Do you have to enter all categories or you can pick the ones you want? MIM is completely foreign to me, Ray

rbsnwngs
05-23-2007, 05:31 PM
the entry fee varies by the size of the space it starts at $200 and goes up from there. no you do not have to enter all categories but you have to do whole hor shoulder and ribs to win grand champion

motoeric
05-23-2007, 05:43 PM
I will do chicken!!!!


I'd heard that about you.


Eric

Kirk
05-23-2007, 05:48 PM
maybe we can divide all the turn-ins amongest brethren
Intersting..., very interesting. I have to make sure the calendar's clear before I can commit but that sounds like a lot of fun.
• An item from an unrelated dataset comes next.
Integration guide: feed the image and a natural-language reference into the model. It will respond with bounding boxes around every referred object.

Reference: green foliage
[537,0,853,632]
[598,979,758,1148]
I also want to make sure that there will be plenty of drinking and cigar smoking. If not, forget it. :-D
I thought this would be a good idea because I have no idea when I'm going to be able to make it back out to LI for a bash. This one's only about a 1/2 hr from my place so I'll definately se what I can do.

SmokeInDaEye
05-23-2007, 05:53 PM
the entry fee varies by the size of the space it starts at $200 and goes up from there. no you do not have to enter all categories but you have to do whole hor shoulder and ribs to win grand champion

You sure? I thought normally the grand champion was the highest point total from any category. Results from one of the recent MIM-sanctioned contests shows the GC winning in shoulder.
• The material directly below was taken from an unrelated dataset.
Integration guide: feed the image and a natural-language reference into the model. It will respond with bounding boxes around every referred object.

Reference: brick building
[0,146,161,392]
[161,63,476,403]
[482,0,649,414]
Loose Caboose Festival, Newton, MS
Grand Champion: Party Q (Shoulder)

butt head
05-23-2007, 06:07 PM
i can help with the beer and cigars:wink:

rbsnwngs
05-23-2007, 07:52 PM
You sure? I thought normally the grand champion was the highest point total from any category. Results from one of the recent MIM-sanctioned contests shows the GC winning in shoulder.

Loose Caboose Festival, Newton, MS
Grand Champion: Party Q (Shoulder)

i could be wrong its been known to happen

Kirk
05-23-2007, 08:02 PM
You sure? I thought normally the grand champion was the highest point total from any category.
I took a quick look at their rules earlier and I believe it said that to be considered for GC you had to enter whole hog, pork ribs and shoulder.

SmokeInDaEye
05-23-2007, 10:00 PM
I took a quick look at their rules earlier and I believe it said that to be considered for GC you had to enter whole hog, pork ribs and shoulder.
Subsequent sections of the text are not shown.